Scrolling through my Twitter feed, there are countless tweets about “The Bachelor” and the Kardashians. Memes showcasing Daniel’s Vans and Papaw’s lonely BBQ sweep the Internet within hours. Yet, when people complain about conflicts that seem inescapable, the answer is almost always “politics.”
We’ve all been stuck in the middle of this obstinate conflict. As much as this heated topic is deemed unavoidable, that’s exactly what our culture constantly does – avoid it. This technique, however, has not proved effective in conveying our opinions to government and inflicting positive change and thus needs to be reevaluated.
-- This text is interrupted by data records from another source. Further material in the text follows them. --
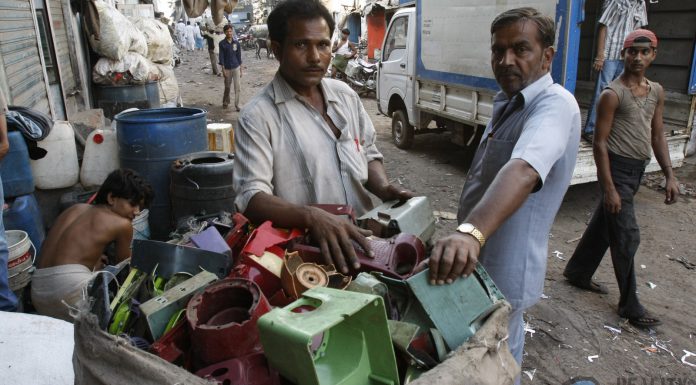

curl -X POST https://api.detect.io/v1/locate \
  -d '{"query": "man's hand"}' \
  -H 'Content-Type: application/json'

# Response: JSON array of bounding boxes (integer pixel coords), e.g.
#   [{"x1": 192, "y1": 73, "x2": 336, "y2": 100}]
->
[
  {"x1": 430, "y1": 232, "x2": 481, "y2": 285},
  {"x1": 665, "y1": 177, "x2": 679, "y2": 205},
  {"x1": 604, "y1": 189, "x2": 621, "y2": 214},
  {"x1": 592, "y1": 56, "x2": 604, "y2": 72},
  {"x1": 309, "y1": 207, "x2": 372, "y2": 274},
  {"x1": 373, "y1": 184, "x2": 415, "y2": 201}
]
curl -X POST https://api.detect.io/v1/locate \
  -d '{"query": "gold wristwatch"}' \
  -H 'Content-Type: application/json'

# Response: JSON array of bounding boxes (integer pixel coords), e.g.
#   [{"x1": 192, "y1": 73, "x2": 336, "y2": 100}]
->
[{"x1": 457, "y1": 223, "x2": 486, "y2": 247}]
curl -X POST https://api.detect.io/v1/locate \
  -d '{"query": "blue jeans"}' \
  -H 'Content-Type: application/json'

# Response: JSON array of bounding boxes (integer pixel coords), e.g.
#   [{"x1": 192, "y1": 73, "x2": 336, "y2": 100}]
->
[
  {"x1": 0, "y1": 174, "x2": 17, "y2": 311},
  {"x1": 582, "y1": 60, "x2": 623, "y2": 134}
]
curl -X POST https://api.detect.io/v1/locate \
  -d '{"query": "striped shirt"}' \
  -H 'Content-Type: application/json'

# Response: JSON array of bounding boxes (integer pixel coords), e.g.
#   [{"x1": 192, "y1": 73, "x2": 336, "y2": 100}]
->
[
  {"x1": 233, "y1": 73, "x2": 382, "y2": 215},
  {"x1": 599, "y1": 0, "x2": 648, "y2": 60},
  {"x1": 0, "y1": 90, "x2": 7, "y2": 115}
]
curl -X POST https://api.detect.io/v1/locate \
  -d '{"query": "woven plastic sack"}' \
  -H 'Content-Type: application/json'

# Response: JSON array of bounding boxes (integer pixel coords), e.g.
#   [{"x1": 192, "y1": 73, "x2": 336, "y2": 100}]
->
[
  {"x1": 153, "y1": 63, "x2": 179, "y2": 107},
  {"x1": 89, "y1": 0, "x2": 147, "y2": 60},
  {"x1": 411, "y1": 303, "x2": 520, "y2": 385},
  {"x1": 92, "y1": 52, "x2": 160, "y2": 85},
  {"x1": 72, "y1": 303, "x2": 214, "y2": 385},
  {"x1": 132, "y1": 18, "x2": 174, "y2": 64}
]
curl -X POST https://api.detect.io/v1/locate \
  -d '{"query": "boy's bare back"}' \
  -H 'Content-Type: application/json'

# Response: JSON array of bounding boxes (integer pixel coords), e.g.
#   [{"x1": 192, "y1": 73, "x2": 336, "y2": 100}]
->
[{"x1": 39, "y1": 204, "x2": 133, "y2": 270}]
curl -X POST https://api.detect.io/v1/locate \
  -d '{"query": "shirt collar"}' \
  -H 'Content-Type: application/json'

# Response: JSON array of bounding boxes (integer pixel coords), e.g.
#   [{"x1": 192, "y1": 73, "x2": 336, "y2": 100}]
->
[
  {"x1": 271, "y1": 71, "x2": 338, "y2": 104},
  {"x1": 493, "y1": 72, "x2": 553, "y2": 107}
]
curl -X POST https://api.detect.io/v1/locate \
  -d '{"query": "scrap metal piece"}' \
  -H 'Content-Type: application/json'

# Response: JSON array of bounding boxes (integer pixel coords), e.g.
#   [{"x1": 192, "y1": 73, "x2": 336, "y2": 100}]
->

Our generation as a whole is often stereotyped as lazy and ill-informed. Statistically, we match this negative perception.
Tuft University’s Center for Information and Research on Civic Learning and Engagement reported that 18-29-year-old voter turnout is at a record low. Only 19.9 percent of youth voted in 2014, compared to the average 26.6 percent of youth turning out to participate in midterm elections from previous years.
The best way to combat our lack of civic engagement, and its accompanying implications, is to directly participate in political discussions with other people.
Consuming regular political news or directly observing the General Assembly’s annual session would certainly be great methods of improving civic knowledge, but they aren’t as practical to integrate into daily life.
If we’re the generation that’s into hyper-disclosure (read: Snapchats of every meal and the culture of the subtweet), why don’t we apply this same principle to our political beliefs?
In light of the large amount of time we spend participating in social media, it is both surprising and disappointing that it is not used to generate regular political engagement.
The entire Twitter-sphere knows that Ted Cruz is the Zodiac Killer and Hillary Clinton and Marco Rubio have jumped on the Snapchat bandwagon, accessible by the usernames hillaryclinton and marcorubio16, respectively.
Jokes aside, only one third of social media users have reposted a political article and even less have provided original links or content.
If we were to simply incorporate content with more substance than more than trending memes into our feed and began consuming and sharing substantial news videos even slightly more often, political conversation would grow into a norm within our culture.
Perhaps older generations have made such open dialogue taboo because intense beliefs often cause controversy and previous generations have heavily prioritized harmony. As we transform our communication style, however, it is important to apply this widespread transparency and engagement to all facets of our life.
Politics, in particular, have caused conflict since their very conception. This is not because they’ve never worked, but rather because they’re designed to create conflict.
The founding fathers of America’s system, most vocally James Madison in the Federalist Papers, recognized the inevitability of dissenting opinion in a democracy. In a society that values individual freedom and choice, there are bound to be people who exploit the nature of the system for individual and minority gain.
When grandparents and youth disagree on economic policy, it doesn’t mean our government is failing us. Rather, it means it is doing its job.
American politics are becoming increasingly polarized among Democrats and Republicans. This means Democrats are more likely to vote Democratic across a whole ticket and identify themselves as ideologically liberal, and likewise for Republicans and conservative ideology.
People of opposing parties are likely now more than ever to have dramatically different viewpoints. This, in turn, means a greater frequency and intensity of conflicts.
Instead of shying away from these issues in fear of damaging relationships, we ought to embrace the conflict as an opportunity for growth. Being open to new viewpoints develops skills for critically evaluating novel information and perspectives. These skills are crucial to be informed members of society and develop strong individual arguments.
Perhaps, if we learned to communicate more about the issues at the foundation of our nation, we could reduce partisan polarization and create a more efficient and cooperative government.